Professor Dr. Angelika Amon

The winner of the 2013 Ernst Jung Prize for Medicine, Professor Dr. Angelika Amon, holds the Kathleen and Curtis Marble Chair for Cancer Research at Howard Hughes Medical Institute of the renowned Massachusetts Institute of Technology in Cambridge, Massachusetts, USA. Born in 1967 in Vienna, the Austrian-American scientist has devoted her research to the problem of aneuploidy. This term describes a gene mutation in which there are too many or few individual chromosomes in addition to a normal chromosome set. Assuming the consequences are not already fatal, both cases can cause detriments to the health of the severest nature: mental disability, miscarriages and even cancer.
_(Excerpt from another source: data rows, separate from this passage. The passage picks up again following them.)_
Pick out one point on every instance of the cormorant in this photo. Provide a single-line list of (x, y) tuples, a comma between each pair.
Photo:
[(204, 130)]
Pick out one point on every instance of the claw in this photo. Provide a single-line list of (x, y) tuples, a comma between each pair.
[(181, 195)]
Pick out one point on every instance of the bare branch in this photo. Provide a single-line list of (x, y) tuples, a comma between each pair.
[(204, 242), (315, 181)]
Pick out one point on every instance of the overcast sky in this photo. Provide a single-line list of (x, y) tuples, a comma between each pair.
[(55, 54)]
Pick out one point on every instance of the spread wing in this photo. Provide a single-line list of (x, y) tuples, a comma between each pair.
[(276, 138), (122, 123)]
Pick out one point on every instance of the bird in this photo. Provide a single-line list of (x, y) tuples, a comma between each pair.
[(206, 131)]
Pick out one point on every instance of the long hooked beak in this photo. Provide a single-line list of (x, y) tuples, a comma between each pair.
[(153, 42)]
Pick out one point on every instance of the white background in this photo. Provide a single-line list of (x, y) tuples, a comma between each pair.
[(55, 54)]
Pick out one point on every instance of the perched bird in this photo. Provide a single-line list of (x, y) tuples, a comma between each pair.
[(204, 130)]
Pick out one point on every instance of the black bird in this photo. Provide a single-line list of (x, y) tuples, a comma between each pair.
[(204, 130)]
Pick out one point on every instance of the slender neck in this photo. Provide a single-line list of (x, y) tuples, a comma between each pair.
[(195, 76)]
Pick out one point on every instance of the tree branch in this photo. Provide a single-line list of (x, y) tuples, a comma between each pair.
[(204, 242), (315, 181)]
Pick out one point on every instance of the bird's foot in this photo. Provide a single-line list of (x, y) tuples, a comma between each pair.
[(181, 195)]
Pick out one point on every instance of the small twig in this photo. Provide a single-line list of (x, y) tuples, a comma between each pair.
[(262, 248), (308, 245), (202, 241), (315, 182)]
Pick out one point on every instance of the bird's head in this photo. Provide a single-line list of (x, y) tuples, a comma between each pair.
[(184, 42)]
Professor Amon is receiving the prize for her groundbreaking investigations of correct and improper chromosome segregation and, in turn, the mechanisms which lead to such consequences, above all tumours. Knowledge of the regulatory circuits is the key to understanding abnormal cell division processes which are characteristic of cancer. Thanks to Professor Amon’s research, the discovery of new possibilities in tumour treatment can be expected on the long term.

Professor Ivan Dikic MD PhD

Ernst Jung Prize for Medicine 2013 winner Professor Ivan Đikić, MD PhD, is professor of biochemistry and director of the Institute for Biochemistry II at the Faculty of Medicine at the Goethe University in Frankfurt am Main and director of the Molecular Signalling work group. He is also director of the Buchmann Institute for Molecular Life Sciences (BMLS). Born in 1966 in Zagreb, Croatia, the scientist has focused on the signal pathway of the marker peptide ubiquitin. ‘Ubiquitous’ means ‘omnipresent,’ and ubiquitin is in fact present in all nucleated cells of living organisms; it is of the utmost importance in cell biology.
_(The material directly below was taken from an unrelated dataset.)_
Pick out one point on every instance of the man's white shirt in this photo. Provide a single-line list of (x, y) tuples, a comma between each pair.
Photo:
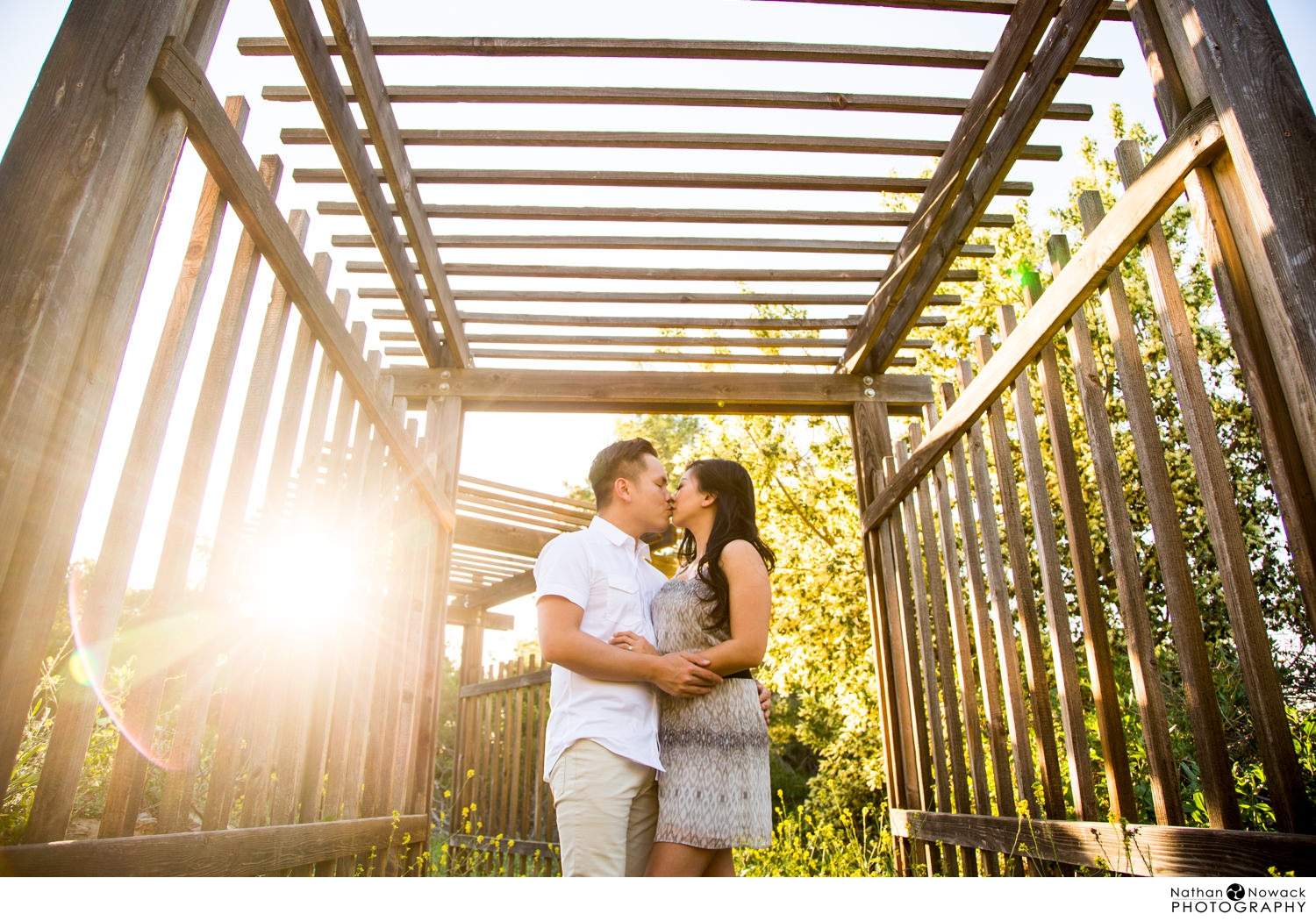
[(608, 575)]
With his groundbreaking work on the ubiquitin signal pathway, Professor Đikić has succeeded not only in gaining new insights into fundamental cellular mechanisms and into the molecular cause of a great many diseases, but also in identifying new target proteins for the development of new medicines. The Jung Foundation for Science and Research is presenting him with the 2013 Ernst Jung Prize for Medicine for his research on ‘clarifying the function of ubiquitin modifications central control signals in cellular processes.’